Cela représente environ 180 000 hommes dans l’armée, plus environ 80 000 miliciens, plus 20 000 autres.
De nombreux cas d’exactions on été rapportés.
2. L’opposition politique
Le Conseil national syrien est une autorité politique de transition créée fin 2011 à Istanbul, en Turquie, pour coordonner l’opposition au régime de Bachar el-Assad. Composé de 400 membres et dominé par les sunnites, le CNS rassemble plus de 30 organisations d’opposants dont les Frères musulmans (qui y sont majoritaires), des libéraux mais aussi des partis kurdes et assyriens. Le 11 novembre 2012, le CNS adhère à la Coalition nationale des forces de l’opposition et de la révolution dont il reste la principale composante.

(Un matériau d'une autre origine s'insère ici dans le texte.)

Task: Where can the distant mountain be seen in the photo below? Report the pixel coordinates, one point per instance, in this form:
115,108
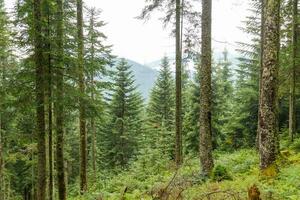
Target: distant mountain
145,77
217,56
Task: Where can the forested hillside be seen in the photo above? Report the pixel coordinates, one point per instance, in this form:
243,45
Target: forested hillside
79,122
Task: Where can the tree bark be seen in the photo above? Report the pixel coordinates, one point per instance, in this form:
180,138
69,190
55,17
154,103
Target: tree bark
93,128
40,100
205,91
1,157
178,135
268,117
60,105
292,110
49,102
260,67
82,110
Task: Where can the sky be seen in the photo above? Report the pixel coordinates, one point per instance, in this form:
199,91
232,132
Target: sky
146,42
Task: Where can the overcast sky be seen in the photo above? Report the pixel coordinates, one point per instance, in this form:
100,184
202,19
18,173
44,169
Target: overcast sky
147,42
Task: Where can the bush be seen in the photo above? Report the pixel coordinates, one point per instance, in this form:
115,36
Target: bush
220,173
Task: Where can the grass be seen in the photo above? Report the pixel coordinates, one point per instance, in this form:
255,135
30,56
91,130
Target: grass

La Coalition nationale des forces de l’opposition et de la révolution (ou Coalition nationale syrienne), est une autorité politique de transition créée fin 2012 à Doha, au Qatar. Siégeant au Caire, plus large que le CNS, bien financée et bien reconnue au niveau international, la Coalition engage « les parties signataires à œuvrer pour la chute du régime”. La France fait partie des premiers pays à l’avoir reconnue (début 2012, avec principalement les États-Unis, l’Angleterre et l’Espagne) comme représentant légal du peuple syrien.

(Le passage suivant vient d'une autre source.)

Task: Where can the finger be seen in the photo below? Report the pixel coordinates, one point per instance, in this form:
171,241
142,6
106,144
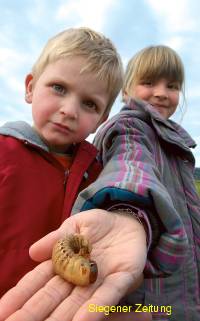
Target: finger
68,308
25,288
129,316
77,306
44,301
42,249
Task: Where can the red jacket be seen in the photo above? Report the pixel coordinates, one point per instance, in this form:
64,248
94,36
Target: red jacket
35,198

Denise Natali, professeur à la National Defense University, estime que la Coalition représente mieux les intérêts de ses soutiens étrangers que ceux des Syriens de l’intérieur, et ne se distingue du CNS que par une allégeance au Qatar et aux autres États du Golfe Persique plutôt qu’à la Turquie.
Selon Raphaël Lefèvre, doctorant en relations internationales à l’université de Cambridge, leur sens politique, leurs alliances et leur discipline, ont « donné aux Frères musulmans un rôle majeur, notamment au sein de l’opposition en exil, dans le Conseil national syrien (CNS) et, aujourd’hui, au sein de la coalition nationale. Alliés objectifs des djihadistes, les Frères musulmans, sans avoir nommément de brigades engagées en Syrie, y auraient également acquis un poids militaire en finançant, armant et entraînant plusieurs groupes dans les régions d’Idleb et d’Alep. Ils sont soutenus par le Qatar, mais surtout par la Turquie.
Pour Fabrice Balanche, directeur du groupe de recherches et d’études sur la Méditerranée et le Moyen-Orient et professeur à l’université Lumière Lyon 2, « la coalition [est] dominée par les Frères musulmans, il n’est guère surprenant de voir à sa tête un de leurs compagnons de route (Mouaz al-Khatib), proche de leur idéologie, qui défend lui aussi l’islam politique ». Haytham Manaa, président du Comité national pour le changement démocratique, rejoint cette analyse et affirme : « Ce modéré, bien qu’il se dise indépendant, ne peut aller dans le sens contraire voulu par les conservateurs islamistes qui ont la mainmise sur cette coalition ».